Raw jatropha products tend to cause morbidity or mortality in different animal species. Toxicity of jatropha as a feedstuff has been studied extensively in several species including mice, rats, goats, sheep, and fish (Adam, 1974; Adam et al., 1975; Ahmed et al., 1979a; Ahmed et al., 1979b; Makkar et al., 1999). This toxicity is mainly due to phorbol esters and curcin (a lectin) (Nesseim et al., 2012). Others substances, such as trypsin inhibitors, lectins and phytate restrict the use of jatropha products in animal feeding. Jatropha platyphylla is free of phorbol esters and hence non-toxic. However, its kernels and kernel meal contain trypsin inhibitors, lectin and phytate (Makkar et al., 2012).
Jatropha species contain lipophilic tetracyclic diterpenoids called phorbol esters, that are present in all parts of the plant, including the seeds, leaves, stems, roots and flowers. The largest concentration (between 2 and 6 g/kg DM) is in the seed kernel. Non-detoxified kernel meal contains from 1 to 3 g/kg phorbol esters, and the oil 2 to 7 g/kg (DM basis) (Makkar et al., 2012). A detoxification process, for example by combining an alkali (NaOH) and an alcohol (methanol) can remove most or all of the phorbol esters (Makkar et al., 2010b). There are low-phorbol genotypes and species, such as Jatropha platyphylla, that may provide a meal where phorbol esters are below the detection level (Makkar et al., 2012).
Phorbol esters are known for their inflammatory action resulting in irritation and toxicity in insect, fish and mammalian species (Goel et al., 2007; Makkar et al., 2009; Nesseim et al., 2012). Jatropha curcas contains one of the most potent of the phorbols: phorbol-12-myristate-13-acetate, which is recognized for its tumor promoting activity (as a co-carcinogen) and is used as a biomedical research tool in models of carcinogenesis. Phorbol esters are toxic to livestock even at very low concentrations (Goel et al., 2007). In calves, mortality and severe liver, digestive, kidney and lung lesions were observed when they were fed diets containing only 0.25 g/kg Jatropha curcas seeds (Ahmed et al., 1979b). The same occured in goats fed similar doses of Jatropha curcas (Adam et al., 1975). In mice, intra gastric absorption of phorbol esters resulted in acute haemorragic gastro-enteritis with LD50 = 27.34 mg/kg live weight (Li et al., 2010).

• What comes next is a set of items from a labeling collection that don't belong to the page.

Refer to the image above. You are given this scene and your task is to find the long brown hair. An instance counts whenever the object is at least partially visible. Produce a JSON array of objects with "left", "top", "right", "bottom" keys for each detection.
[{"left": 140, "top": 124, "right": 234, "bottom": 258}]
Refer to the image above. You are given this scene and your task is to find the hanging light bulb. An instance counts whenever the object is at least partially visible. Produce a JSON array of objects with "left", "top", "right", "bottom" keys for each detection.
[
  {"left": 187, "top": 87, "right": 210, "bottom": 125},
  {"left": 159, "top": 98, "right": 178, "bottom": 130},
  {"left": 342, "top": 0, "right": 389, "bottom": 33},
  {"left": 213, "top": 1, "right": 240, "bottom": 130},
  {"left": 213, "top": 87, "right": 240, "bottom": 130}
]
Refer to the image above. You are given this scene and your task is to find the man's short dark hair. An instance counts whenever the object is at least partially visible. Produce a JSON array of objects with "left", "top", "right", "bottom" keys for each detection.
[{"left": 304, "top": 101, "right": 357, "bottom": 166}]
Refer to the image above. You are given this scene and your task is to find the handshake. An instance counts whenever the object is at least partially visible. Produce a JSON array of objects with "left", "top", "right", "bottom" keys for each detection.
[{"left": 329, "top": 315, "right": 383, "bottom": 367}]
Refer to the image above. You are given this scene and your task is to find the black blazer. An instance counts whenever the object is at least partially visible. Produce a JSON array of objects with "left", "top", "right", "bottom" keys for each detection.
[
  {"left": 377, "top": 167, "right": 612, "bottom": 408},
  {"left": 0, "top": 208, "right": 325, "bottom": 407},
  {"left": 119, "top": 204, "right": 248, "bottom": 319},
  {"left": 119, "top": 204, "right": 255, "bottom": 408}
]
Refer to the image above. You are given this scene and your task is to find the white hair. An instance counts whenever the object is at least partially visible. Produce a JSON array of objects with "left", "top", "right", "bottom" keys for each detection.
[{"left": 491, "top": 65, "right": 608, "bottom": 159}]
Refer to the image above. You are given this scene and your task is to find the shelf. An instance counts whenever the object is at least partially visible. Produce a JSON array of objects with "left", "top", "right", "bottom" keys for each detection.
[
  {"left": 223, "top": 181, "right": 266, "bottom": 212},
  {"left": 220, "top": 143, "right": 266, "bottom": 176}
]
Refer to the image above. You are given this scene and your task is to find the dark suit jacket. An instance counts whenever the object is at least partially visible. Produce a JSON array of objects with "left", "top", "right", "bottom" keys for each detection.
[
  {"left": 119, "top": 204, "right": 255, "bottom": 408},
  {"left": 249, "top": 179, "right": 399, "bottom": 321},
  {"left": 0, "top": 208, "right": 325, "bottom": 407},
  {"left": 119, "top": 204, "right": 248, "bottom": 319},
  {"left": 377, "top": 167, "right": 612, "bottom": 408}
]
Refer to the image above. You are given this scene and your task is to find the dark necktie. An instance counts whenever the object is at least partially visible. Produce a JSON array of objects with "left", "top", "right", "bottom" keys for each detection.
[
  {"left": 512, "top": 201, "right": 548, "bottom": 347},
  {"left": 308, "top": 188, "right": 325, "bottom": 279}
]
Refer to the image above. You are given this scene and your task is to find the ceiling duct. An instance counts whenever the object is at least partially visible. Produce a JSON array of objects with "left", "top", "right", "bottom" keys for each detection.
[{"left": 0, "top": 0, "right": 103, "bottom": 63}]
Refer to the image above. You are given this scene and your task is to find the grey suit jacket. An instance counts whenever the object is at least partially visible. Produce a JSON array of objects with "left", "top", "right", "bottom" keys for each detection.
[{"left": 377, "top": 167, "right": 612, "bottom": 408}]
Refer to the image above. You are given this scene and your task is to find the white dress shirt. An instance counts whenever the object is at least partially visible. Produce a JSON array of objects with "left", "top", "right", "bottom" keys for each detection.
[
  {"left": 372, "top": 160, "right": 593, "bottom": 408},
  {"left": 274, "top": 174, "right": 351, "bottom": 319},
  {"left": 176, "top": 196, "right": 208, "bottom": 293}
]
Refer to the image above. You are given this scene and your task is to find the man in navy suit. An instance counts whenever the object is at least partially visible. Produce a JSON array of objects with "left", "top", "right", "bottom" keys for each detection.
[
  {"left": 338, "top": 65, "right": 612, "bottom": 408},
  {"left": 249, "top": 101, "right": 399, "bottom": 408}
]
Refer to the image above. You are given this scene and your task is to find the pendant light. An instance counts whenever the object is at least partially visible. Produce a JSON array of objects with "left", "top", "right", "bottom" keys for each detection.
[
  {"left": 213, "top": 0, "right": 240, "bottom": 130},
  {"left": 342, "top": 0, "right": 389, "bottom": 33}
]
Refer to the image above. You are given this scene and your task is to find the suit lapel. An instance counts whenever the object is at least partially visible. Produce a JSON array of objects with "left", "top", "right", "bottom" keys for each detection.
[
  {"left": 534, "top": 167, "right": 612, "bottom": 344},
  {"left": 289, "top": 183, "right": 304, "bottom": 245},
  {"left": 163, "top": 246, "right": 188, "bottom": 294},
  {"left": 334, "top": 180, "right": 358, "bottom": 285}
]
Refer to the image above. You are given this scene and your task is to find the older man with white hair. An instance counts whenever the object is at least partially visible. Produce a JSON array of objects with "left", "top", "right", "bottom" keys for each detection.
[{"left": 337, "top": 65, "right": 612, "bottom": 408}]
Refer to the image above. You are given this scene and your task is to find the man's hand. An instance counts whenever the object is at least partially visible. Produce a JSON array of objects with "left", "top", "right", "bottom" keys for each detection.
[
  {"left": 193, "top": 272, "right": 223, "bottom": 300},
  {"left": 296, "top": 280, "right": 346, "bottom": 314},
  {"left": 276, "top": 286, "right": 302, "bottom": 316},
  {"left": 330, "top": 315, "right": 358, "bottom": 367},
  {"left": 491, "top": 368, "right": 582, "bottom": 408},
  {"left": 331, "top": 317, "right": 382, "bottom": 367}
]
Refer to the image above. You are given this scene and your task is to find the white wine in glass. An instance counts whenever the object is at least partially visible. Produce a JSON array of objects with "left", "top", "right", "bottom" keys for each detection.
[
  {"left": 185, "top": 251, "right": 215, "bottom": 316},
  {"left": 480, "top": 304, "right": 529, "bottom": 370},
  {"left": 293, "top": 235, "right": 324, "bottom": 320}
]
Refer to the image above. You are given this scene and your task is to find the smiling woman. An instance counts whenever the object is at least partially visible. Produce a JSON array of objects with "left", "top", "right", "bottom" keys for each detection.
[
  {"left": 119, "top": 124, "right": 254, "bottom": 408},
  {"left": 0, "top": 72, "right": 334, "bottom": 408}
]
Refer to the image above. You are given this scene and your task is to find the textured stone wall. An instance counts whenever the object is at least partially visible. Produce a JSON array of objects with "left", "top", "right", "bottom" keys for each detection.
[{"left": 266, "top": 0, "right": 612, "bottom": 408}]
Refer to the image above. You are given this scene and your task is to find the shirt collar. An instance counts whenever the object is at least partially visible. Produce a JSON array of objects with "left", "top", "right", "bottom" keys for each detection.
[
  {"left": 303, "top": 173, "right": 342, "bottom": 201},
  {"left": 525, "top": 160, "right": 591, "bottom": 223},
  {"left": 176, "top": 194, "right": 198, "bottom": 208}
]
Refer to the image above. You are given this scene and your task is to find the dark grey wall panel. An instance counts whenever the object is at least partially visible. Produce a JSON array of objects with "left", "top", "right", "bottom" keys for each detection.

Jatropha contains lectins or haemaglutinins. These proteins represent 6 to 11% of the seed proteins and they play an important role as deterrents to herbivores (Nesseim et al., 2012). In Jatropha curcas, the lectin curcin has irritative properties. Curcin belongs to a group of proteins called ribosome inactivating proteins, which inactivate ribosomes and, therefore, reduce protein synthesis (Makkar et al., 2011). However, curcin is also found in edible crops such as spinach, beet root and cereal grains where it does not seem to alter protein metabolism (Nesseim et al., 2012).
Jatropha contains trypsin inhibitors that prevent protein digestion and have deleterious effects on growth performance, notably in monogastric animals (Rackis et al., 1981).
Jatropha curcas seeds contain saponins, which are bitter, have haemolytic activity and are toxic, particularly to fish (Cseke et al., 1999). Raw Jatropha curcas kernel meal contains 2-3.4% DM saponins (Makkar et al., 1998; Martinez-Herrera et al., 2006), which is lower than in soybean meal (4.7% DM) and have very mild haemolytic activity (Makkar, personal communication).
Phytates are present in jatropha kernel meal (6-10% DM, Makkar et al., 1998; Martinez-Herrera et al., 2006), but their effect can be alleviated with phytase enzymes (Makkar et al., 2012).